Face aux appels du ministère de la Santé pour faire revenir les médecins résidents au niveau des urgences et des services des gardes, qu’ils ont désertés depuis plus d’une semaine, et à la démarche visant à recruter des généralistes, les grévistes dénoncent des solutions de «bricolage» et estiment qu’ils n’ont de « leçon à recevoir de personne».

Entre le professeur Mokhtar Hasbellaoui et le Collectif autonome des médecins résidents algériens (Camra), c’est la guerre des déclarations, et le dialogue est suspendu jusqu’à nouvel ordre et sans le moindre espoir se profilant à l’horizon.
En effet, l’arrêt des gardes continue de susciter des réactions de la part des autorités, qui se trouvent dans l’impasse suite au chaos qui règne, depuis, dans les hôpitaux.

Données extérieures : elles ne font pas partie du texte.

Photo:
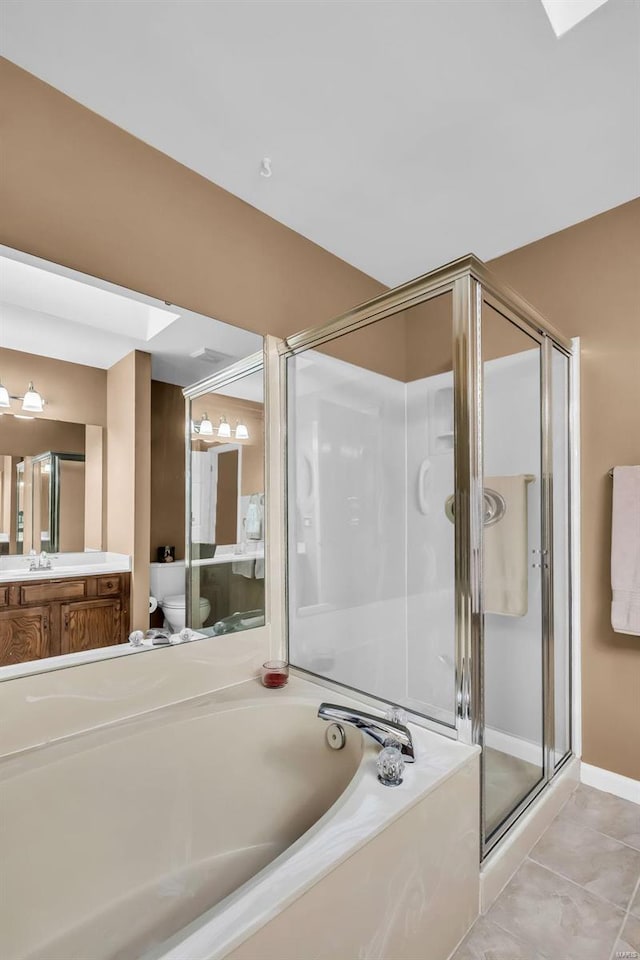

Jeudi, en marge du 16e Congrès de la Société internationale francophone d’oto-rhino-laryngologie (ORL), le ministre de la Santé, de la Population et de la Réforme hospitalière a estimé que «toute personne portant une blouse blanche n’a pas le droit d’abandonner un malade ». Visés par cette déclaration, les médecins résidents répliquent que ce sont les responsables en charge du secteur qui ont abandonné le malade et il y a bien longtemps. «Le malade, ils l’ont abandonné d’une manière indirecte, en se cachant derrière leurs bureaux », dénonce le Dr Mohamed Taïleb, membre du bureau national du Camra. Joint hier par nos soins, notre interlocuteur s’est voulu plus explicite, mais virulent. «Abandonner un malade, c’est ne pas lui fournir des médicaments essentiels, de ne pas construire des hôpitaux, ni les équiper du matériel qu’il faut. Abandonner des malades, c’est lorsque l’on ne répare pas le scanner en panne dans les urgences !», ironise-t-il, estimant que les responsables du secteur de la santé « ont abandonné les malades il y a bien longtemps». «Donc, on n’a pas de leçons à recevoir», assène le Dr Taïleb.
Le délégué du Camra a, en outre, réagi aux propos du ministre concernant le recrutement de 600 médecins généralistes au niveau des services d’urgences des centres hospitalo-universitaires (CHU) et des Etablissements hospitaliers publics (EHP), qui, selon Hasbellaoui « n’a aucun rapport avec le remplacement des médecins résidents, mais intervient dans le cadre du renforcement de ces services en vue d’améliorer leur rendement au sein d’un réseau de soin moderne ». Pour Mohamed Taïleb, il s’agit purement et simplement d’une « énième tentative de faire croire qu’on n’est pas indispensables au niveau des urgences et que 15 000 résidents peuvent être remplacés par 600 généralistes ». « C’est rabaissant ! », s’indigne-t-il, ajoutant que « nos confrères généralistes sont des médecins ayant un doctorat et ne doivent pas être rabaissés à des bouche-trous en recevant 15 000 DA par mois et dans le cadre du pré-emploi».
Notre interlocuteur accuse le ministère de tutelle de « recourir à des solutions temporaires, au lieu de chercher des solutions durables pour gérer en partie la crise des résidents et de manière définitive les urgences ». Il rappelle, à cet effet, qu’à maintes reprises le Camra a appelé à créer des centres de tri, mais sans que cette revendication soit prise en charge. En agissant de la sorte, c’est-à-dire le recours à la grève illimitée et l’arrêt des gardes, « les médecins résidents visent le moyen et le long terme, et rejettent le bluff et l’hypocrisie des solutions de court terme », soutient le Dr Taïleb. Après le sit-in régional tenu jeudi dernier au CHU Mustapha-Pacha, où ils ont réaffirmé leur « solidarité et union » face aux tentatives qui cherchent à briser le mouvement, les médecins résidents comptent maintenir la pression jusqu’à satisfaction de leurs revendications, tout en se disant disposés à un dialogue sérieux. « Il y a des discussions autour des actions à entreprendre au cours de cette semaine », a déclaré le délégué du Camra, sans plus de détails. Alors que la tutelle ne cesse de répéter que « les portes du dialogue restent ouvertes », il répondra que, jusqu’à présent, « il n’y a eu aucun contact officiel avec le ministère de la Santé pour la reprise des négociations ». « C’est l’impasse totale », regrette Mohamed Taïleb.